Principles of Best Practice in Conservatoire Teaching

Introduction

Each CUK member institution is committed to providing its students with an excellent learning experience, underpinned by the highest possible professional standards in all aspects of its activities. The following principles of best practice, which apply to teaching settings involving students who are 18 years of age or over, are reflected in each member institution’s own policies, procedures and practices.

All CUK member institutions conduct regular and systematic reviews of their own policies, procedures and practices and the CUK will also keep these principles of best practice under review.

Principles

1. The student/teacher relationship is based on mutual respect. Teachers have a particular responsibility to create an empowering learning environment for their students, in which professional boundaries are explicit, understood and maintained at all times

2. A student’s well-being is always a teacher’s first concern.

3. The role of teachers is to:

    • listen and respond to their students’ concerns and individual learning needs;
    • provide inspiration and guidance through example and practice;
    • provide honest and constructive feedback in a supportive way;
    • provide their students with the information and guidance that they need in a way that they can understand;
    • encourage and support their students’ development as independent and autonomous practitioners.

4. Decisions made in respect of a student’s learning are discussed and agreed between student and teacher.

5. In the case of any disagreement between student and teacher, the relevant Head of Department will, in the first instance, attempt to provide an appropriate resolution which, in cases of significant and irreconcilable disagreement, may involve a change of teacher.

6. Designated one-to-one music teachers will not normally be involved in the summative assessment of their students.

7. Physical contact between teacher and student is sometimes necessary for the student’s learning (e.g. to correct poor posture or to adjust bow hold).
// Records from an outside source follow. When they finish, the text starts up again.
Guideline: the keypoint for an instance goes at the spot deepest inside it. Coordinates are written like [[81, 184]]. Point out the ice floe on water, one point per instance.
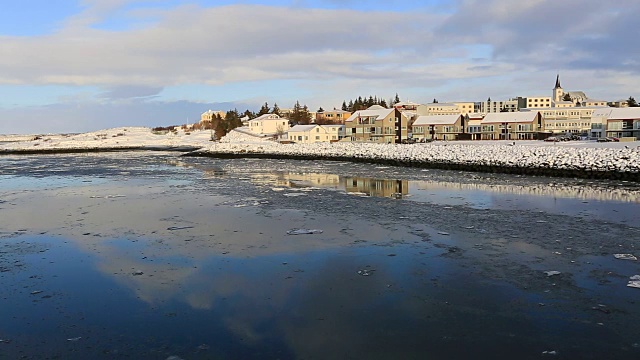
[[579, 156], [481, 154]]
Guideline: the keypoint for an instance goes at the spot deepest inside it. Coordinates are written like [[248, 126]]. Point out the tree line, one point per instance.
[[362, 103]]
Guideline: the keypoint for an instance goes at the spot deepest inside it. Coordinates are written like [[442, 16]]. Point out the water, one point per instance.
[[127, 255]]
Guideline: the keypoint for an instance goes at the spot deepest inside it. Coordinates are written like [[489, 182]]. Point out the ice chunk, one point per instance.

Its purpose and form should be explained to the student by the teacher and the student’s consent obtained in advance of physical contact taking place. In this context, as in all others, teachers will be sensitive to feedback from their students and will respond accordingly.
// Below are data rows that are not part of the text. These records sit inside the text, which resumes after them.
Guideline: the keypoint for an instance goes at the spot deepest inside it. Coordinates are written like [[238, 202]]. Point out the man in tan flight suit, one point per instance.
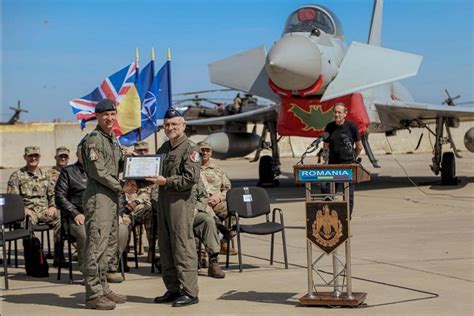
[[177, 184], [102, 157]]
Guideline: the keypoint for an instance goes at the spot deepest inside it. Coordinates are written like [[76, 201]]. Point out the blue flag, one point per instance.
[[143, 84], [156, 99]]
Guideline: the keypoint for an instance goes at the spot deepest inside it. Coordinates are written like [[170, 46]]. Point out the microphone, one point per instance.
[[347, 141], [320, 139]]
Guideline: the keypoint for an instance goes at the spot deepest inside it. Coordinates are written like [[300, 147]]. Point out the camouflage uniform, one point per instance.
[[217, 184], [103, 158], [53, 173], [181, 167], [204, 224], [37, 190]]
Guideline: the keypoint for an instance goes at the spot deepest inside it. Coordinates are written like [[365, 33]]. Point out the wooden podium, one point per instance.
[[328, 226]]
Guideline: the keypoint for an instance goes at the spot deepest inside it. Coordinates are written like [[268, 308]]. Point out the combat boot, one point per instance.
[[113, 277], [100, 303], [214, 270], [116, 298]]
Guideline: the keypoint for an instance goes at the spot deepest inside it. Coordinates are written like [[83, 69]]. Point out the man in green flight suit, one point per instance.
[[177, 184], [102, 156]]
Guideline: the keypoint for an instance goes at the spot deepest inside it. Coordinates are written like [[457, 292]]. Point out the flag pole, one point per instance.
[[137, 58], [169, 78], [153, 72]]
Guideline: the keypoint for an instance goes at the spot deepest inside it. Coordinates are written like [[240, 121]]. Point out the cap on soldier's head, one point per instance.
[[204, 144], [141, 145], [32, 150], [172, 112], [105, 105], [62, 150]]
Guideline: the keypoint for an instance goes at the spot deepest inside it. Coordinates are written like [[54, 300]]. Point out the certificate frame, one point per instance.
[[133, 167]]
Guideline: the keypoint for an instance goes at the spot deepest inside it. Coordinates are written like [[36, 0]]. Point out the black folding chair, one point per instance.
[[251, 202], [66, 235], [12, 210]]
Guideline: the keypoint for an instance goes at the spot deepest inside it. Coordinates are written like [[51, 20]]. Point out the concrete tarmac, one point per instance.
[[412, 253]]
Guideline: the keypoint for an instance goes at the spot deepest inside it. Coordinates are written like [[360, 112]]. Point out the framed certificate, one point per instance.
[[141, 167]]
8. Teaching will take place in a safe and comfortable environment and the physical construction of teaching spaces will incorporate a proportionate degree of external visibility.

9. Teaching will normally take place in teaching spaces either provided, or previously approved, by the institution. Any off-site teaching will be subject to prior approval by the institution.

10. Teachers are strongly discouraged from establishing or seeking a sexual relationship with students. Each institution will have its own policies and procedures to deal with any such occurrence.

11. If a teacher is uncomfortable with a student’s behaviour towards her/himself, the teacher should report those concerns to the relevant Head of Department or other designated person so that appropriate steps can be taken in accordance with the institution’s own policies and procedures.

12. Teaching practice should promote equality and respect diversity. A teacher’s personal political, religious or moral views must not impinge on her or his professional relationship with students.

13. Students and staff will be informed of procedures to be followed and of how to seek advice and support should they believe that institutional policies, procedures and practices in respect of the student/staff relationship are not being followed.